We know by Exercise 7, which proves uniqueness in Theorem 7.5.8, that there exists at most an element in $\mathrm{PGL}(2,F)$ sending $0,1,\infty$ on three fixed points in $\hat{F}$. As the elements of $Ĝ$ map $\{0,1,\infty \}$ on itself, the group homomorphism sending $G$ on the group $S_A$ of permutions of $A$ is injective by this uniqueness. Moreover $|Ĝ|=6=|S_A|$, so this is a group isomorphism, so the elements of $Ĝ$ give the 6 possible permutations of $\{0,1,\infty \}$. As $[\xi ]$ has the same images for the elements of $A$ that an element $[\zeta ]$ of $Ĝ$ and as $[\xi ]$ is uniquely determined by these images, $[\xi ]=[\zeta ]$, so $[\xi ]\in Ĝ$.

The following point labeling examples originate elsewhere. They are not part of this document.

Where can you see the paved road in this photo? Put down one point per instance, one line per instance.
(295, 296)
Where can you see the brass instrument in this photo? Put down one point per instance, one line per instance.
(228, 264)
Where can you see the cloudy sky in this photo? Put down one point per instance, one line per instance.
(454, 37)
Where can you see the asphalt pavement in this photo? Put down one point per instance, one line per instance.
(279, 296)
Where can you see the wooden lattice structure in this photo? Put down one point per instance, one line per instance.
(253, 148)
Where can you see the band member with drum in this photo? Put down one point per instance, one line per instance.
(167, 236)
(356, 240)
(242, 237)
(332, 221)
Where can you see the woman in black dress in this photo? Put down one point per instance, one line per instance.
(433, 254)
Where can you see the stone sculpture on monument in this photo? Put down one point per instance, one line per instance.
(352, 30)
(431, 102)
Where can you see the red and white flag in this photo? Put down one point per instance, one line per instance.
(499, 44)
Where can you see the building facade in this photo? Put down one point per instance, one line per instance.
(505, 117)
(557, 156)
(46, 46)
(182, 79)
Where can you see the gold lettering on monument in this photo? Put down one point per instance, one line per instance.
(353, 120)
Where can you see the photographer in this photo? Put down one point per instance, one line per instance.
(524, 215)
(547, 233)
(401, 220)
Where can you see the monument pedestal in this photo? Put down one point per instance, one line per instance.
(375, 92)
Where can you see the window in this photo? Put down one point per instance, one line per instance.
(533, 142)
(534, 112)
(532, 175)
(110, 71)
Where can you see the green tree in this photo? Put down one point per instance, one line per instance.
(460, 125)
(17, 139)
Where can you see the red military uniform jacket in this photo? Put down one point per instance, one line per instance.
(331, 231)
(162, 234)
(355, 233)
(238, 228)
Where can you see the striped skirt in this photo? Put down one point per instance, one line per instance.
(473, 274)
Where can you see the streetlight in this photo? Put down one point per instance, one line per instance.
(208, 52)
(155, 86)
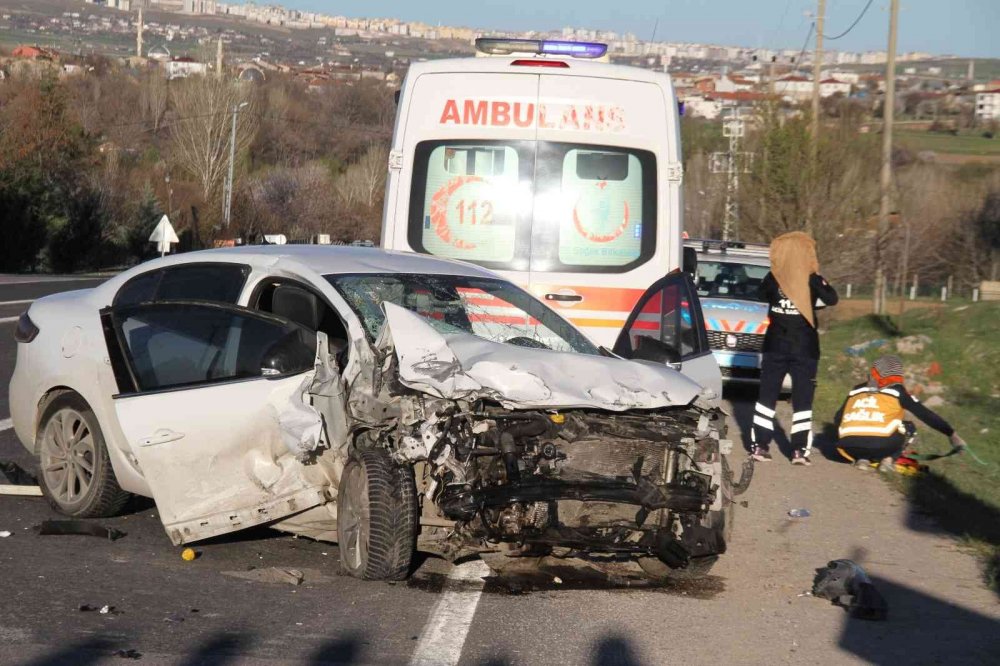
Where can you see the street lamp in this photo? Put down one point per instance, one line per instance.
(170, 195)
(227, 202)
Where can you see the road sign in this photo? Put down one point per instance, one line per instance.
(163, 235)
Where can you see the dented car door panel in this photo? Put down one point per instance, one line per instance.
(215, 403)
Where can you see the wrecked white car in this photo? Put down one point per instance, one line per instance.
(389, 402)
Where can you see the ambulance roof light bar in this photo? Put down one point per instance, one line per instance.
(501, 46)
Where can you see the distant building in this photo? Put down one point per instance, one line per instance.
(793, 87)
(181, 68)
(988, 105)
(34, 53)
(828, 87)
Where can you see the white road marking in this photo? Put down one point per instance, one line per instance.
(443, 637)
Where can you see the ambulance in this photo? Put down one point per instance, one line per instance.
(557, 170)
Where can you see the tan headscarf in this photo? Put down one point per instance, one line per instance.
(793, 260)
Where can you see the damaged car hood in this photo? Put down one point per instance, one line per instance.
(462, 366)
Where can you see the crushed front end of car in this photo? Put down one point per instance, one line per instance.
(513, 452)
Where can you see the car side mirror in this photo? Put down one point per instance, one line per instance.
(652, 349)
(292, 354)
(690, 260)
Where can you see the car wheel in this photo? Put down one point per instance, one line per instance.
(376, 517)
(76, 474)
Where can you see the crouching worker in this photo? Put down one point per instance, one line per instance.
(870, 424)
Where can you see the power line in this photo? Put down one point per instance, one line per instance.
(812, 27)
(856, 21)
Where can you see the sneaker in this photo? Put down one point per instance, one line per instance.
(800, 458)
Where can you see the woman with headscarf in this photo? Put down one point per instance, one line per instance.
(793, 291)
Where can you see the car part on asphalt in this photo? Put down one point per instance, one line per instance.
(78, 528)
(19, 482)
(846, 584)
(270, 575)
(128, 654)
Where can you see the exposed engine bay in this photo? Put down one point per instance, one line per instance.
(580, 483)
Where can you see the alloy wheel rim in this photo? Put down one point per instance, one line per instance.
(69, 455)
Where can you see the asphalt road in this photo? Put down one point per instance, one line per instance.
(751, 611)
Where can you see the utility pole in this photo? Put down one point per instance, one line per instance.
(731, 163)
(227, 199)
(138, 36)
(218, 60)
(817, 67)
(885, 183)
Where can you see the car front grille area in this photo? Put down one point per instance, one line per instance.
(744, 341)
(740, 373)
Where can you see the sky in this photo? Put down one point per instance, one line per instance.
(960, 27)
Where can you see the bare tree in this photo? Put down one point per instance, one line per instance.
(201, 127)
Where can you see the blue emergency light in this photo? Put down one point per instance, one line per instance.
(500, 46)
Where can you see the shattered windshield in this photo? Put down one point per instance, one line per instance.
(491, 309)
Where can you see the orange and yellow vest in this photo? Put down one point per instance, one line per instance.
(871, 412)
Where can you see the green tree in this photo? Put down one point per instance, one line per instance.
(77, 243)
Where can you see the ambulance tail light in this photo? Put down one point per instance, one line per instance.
(540, 63)
(498, 46)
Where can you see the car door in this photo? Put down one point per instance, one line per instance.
(667, 326)
(209, 395)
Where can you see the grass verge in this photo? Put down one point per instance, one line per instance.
(961, 494)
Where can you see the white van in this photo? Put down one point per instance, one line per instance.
(558, 172)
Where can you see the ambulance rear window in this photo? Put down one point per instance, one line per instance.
(541, 206)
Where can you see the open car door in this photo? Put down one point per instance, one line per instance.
(667, 326)
(208, 396)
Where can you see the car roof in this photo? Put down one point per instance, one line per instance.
(340, 259)
(504, 65)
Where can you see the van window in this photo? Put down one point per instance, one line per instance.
(541, 206)
(472, 204)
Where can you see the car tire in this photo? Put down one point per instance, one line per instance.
(75, 472)
(376, 517)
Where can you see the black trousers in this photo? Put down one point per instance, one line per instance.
(873, 448)
(772, 373)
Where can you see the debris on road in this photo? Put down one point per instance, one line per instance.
(18, 481)
(269, 575)
(78, 528)
(106, 609)
(860, 348)
(847, 585)
(128, 654)
(912, 344)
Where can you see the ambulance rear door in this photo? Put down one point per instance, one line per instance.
(465, 188)
(598, 198)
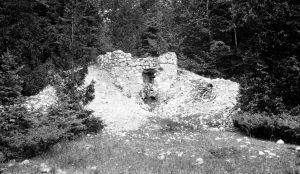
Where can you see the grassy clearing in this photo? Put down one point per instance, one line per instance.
(165, 152)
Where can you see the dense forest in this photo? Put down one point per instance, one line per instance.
(254, 42)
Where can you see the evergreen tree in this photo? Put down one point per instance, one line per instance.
(10, 82)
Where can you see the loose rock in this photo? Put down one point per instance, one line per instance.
(199, 161)
(44, 168)
(280, 142)
(25, 162)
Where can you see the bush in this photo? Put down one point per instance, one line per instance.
(36, 80)
(10, 82)
(283, 126)
(25, 134)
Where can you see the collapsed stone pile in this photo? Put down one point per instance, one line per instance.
(186, 99)
(120, 78)
(180, 93)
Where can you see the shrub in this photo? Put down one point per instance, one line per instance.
(26, 134)
(36, 80)
(283, 126)
(10, 82)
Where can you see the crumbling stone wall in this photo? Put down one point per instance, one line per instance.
(127, 71)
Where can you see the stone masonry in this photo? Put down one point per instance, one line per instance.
(130, 73)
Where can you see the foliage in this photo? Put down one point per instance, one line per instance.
(10, 82)
(28, 133)
(61, 33)
(271, 79)
(283, 126)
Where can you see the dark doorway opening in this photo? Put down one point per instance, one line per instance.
(149, 96)
(148, 76)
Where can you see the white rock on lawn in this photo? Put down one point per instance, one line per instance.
(280, 142)
(25, 162)
(199, 161)
(44, 168)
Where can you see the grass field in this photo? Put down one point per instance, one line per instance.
(165, 152)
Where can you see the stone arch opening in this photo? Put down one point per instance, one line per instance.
(148, 76)
(149, 95)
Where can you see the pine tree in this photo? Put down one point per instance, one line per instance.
(10, 82)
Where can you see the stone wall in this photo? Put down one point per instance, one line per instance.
(128, 71)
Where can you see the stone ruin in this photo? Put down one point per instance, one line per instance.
(140, 78)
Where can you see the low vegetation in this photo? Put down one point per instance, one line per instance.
(156, 151)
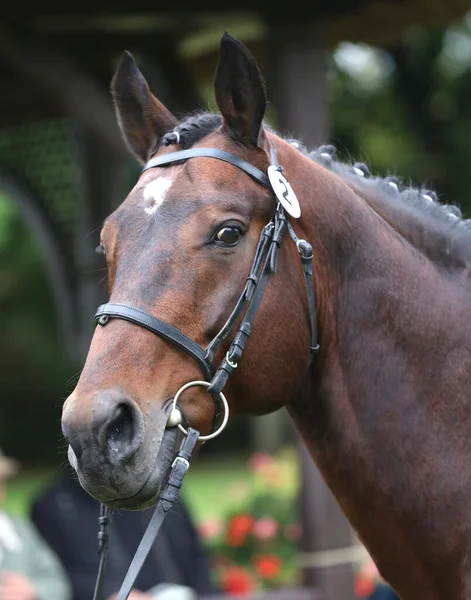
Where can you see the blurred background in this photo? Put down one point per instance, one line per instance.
(388, 83)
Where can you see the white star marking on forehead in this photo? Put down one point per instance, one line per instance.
(155, 193)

Conclusion: $G$ corresponds to the subgroup of $\mathrm{PGL}(2,F)$ consisting of all elements that map the subset $\{0,1,\infty \}\subset \hat{F}$ to itself.

(c)

We verify that $\alpha (t)=\frac{{(t^2-t+1)}^3}{t^2{(t-1)}^2}\in L_G$: $$\begin{array}{llll}\hfill \sigma (\alpha (t))& =\frac{{({(\frac{1}{t})}^2-(\frac{1}{t})+1)}^3}{{(\frac{1}{t})}^2{((\frac{1}{t})-1)}^2}& \hfill & \\ \hfill & =\frac{{(1-t+t^2)}^3}{t^2{(1-t)}^2}& \hfill & \\ \hfill & =\alpha (t),& \hfill & \\ \hfill \tau (\alpha (t)& =\frac{{({(1-t)}^2-(1-t)+1)}^3}{{(1-t)}^2{((1-t)-1)}^2}& \hfill & \\ \hfill & =\frac{{(t^2-t+1)}^3}{{(t-1)}^2{t}^2}& \hfill & \\ \hfill & =\alpha (t).& \hfill & \end{array}$$

As $G=⟨\sigma ,\tau ⟩,\alpha (t)\in L_G$, thus

$$F\left(\frac{{(t^2-t+1)}^3}{t^2{(t-1)}^2}\right)\subset L_G\subset F(t).$$

By Theorem 7.5.3, $L_G\subset F(t)$ is a Galois extension and $[F(t):L_G]=|G|=6$, and by Theorem 7.5.5,

$$\left[F(t):F\left(\frac{{(t^2-t+1)}^3}{t^2{(t-1)}^2}\right)\right]=\max <!--\; FUNCTION\; APPLICATION\; -->(\mathrm{deg}<!--\; FUNCTION\; APPLICATION\; -->{(t^2-t+1)}^3),\mathrm{deg}<!--\; FUNCTION\; APPLICATION\; -->(t^2{(t-1)}^2))=6,$$

so $\left[L_G:F\left(\frac{{(t^2-t+1)}^3}{t^2{(t-1)}^2}\right)\right]=1$ , therefore

$$L_G=F\left(\frac{{(t^2-t+1)}^3}{t^2{(t-1)}^2}\right).$$

Conclusion: $F\left(\frac{{(t^2-t+1)}^3}{t^2{(t-1)}^2}\right)\subset F(t)$ is a Galois extension of Galois group $G\simeq S_3$.